Public health authorities recommend people wash their hands frequently, avoid close contact (within 1 to 2 meters) for prolonged periods with those outside their household, and forgo shaking hands, hugging and kissing for now. For households with a suspected or confirmed case of infection, doctors suggest keeping that person separated from others as much as possible and cleaning and disinfecting “high-touch surfaces” in common areas -- such as switches, tables and remotes -- daily. Where members of the public are crowded together, such as on buses and subways, numerous health authorities across the world recommend or mandate that people cover their faces. If medical masks are in short supply, many suggest using home-made versions.

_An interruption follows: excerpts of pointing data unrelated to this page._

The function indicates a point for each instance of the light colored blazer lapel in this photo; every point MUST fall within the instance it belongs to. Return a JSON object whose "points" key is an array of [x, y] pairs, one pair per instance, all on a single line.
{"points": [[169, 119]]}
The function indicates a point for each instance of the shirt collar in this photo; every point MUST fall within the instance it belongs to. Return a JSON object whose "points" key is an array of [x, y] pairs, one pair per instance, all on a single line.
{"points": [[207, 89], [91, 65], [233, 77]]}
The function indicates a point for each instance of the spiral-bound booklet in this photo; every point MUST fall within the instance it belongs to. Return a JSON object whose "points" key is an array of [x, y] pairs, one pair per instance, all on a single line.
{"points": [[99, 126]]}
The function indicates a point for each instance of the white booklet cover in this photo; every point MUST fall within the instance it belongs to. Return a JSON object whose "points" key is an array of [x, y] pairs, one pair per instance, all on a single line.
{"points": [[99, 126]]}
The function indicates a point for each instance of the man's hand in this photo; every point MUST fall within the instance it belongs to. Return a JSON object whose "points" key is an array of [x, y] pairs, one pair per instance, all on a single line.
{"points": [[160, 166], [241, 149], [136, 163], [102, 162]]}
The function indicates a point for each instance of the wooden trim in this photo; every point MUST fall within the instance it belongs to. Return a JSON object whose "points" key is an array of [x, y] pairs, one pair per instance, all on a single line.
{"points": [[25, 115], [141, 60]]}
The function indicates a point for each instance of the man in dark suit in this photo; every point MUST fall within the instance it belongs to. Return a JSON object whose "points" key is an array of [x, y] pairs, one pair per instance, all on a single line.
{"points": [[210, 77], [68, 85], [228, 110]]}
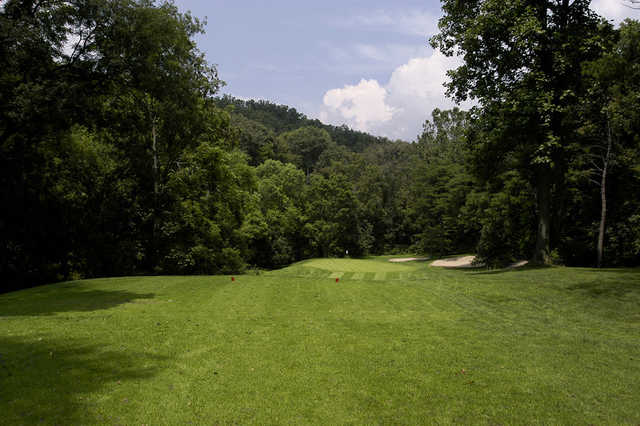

Tiny Aerosolized Particles
The tiniest particles emitted from an infected person may be carried aloft in gas clouds tens of meters from where they started. Indoor and closed environments without adequate ventilation and air-filtration enable these microdroplets to float longer, while their small size increases their odds of being inhaled, causing a potentially more severe infection. Evidence for airborne transmission is still emerging, however, and incomplete.
Researchers who aerosolized SARS-CoV-2 intentionally found active virus can float in the air for as long as 3 hours. The World Health Organization said the experiment didn’t reflect normal coughing or clinical settings.
Intensive care units are especially hazardous because of procedures known to generate aerosols. These include tracheotomies, inserting and removing airway tubes used for mechanical ventilation, and blowing air into patients’ noses using a nasal cannula. The risk of infection is reduced when patients are treated in a negative pressure room in which the air is changed at least 12 times an hour.
Other studies found particles of the virus in the air and on surfaces of rooms where patients were receiving care and in adjacent hallways. In some cases, such particles weren’t capable of causing an infection. In one study, researchers who examined air samples in two hospitals in China raised the theoretical concern that aerosols could arise from surfaces contaminated by droplets, for instance when hospital workers shed their masks and gowns, or when floors were cleaned.
Another possible route of transmission arises when infected people improperly wash their hands after using the toilet, and then touch surfaces that others come in contact with. Some patients have been found to have live virus particles in their stool. The WHO has said that the fecal-to-oral route does not appear to be a significant pathway for the novel coronavirus. To the extent it is a means of transmission, sanitizing bathrooms, food-preparation and serving areas could help slow the virus, in addition to regular hand-washing.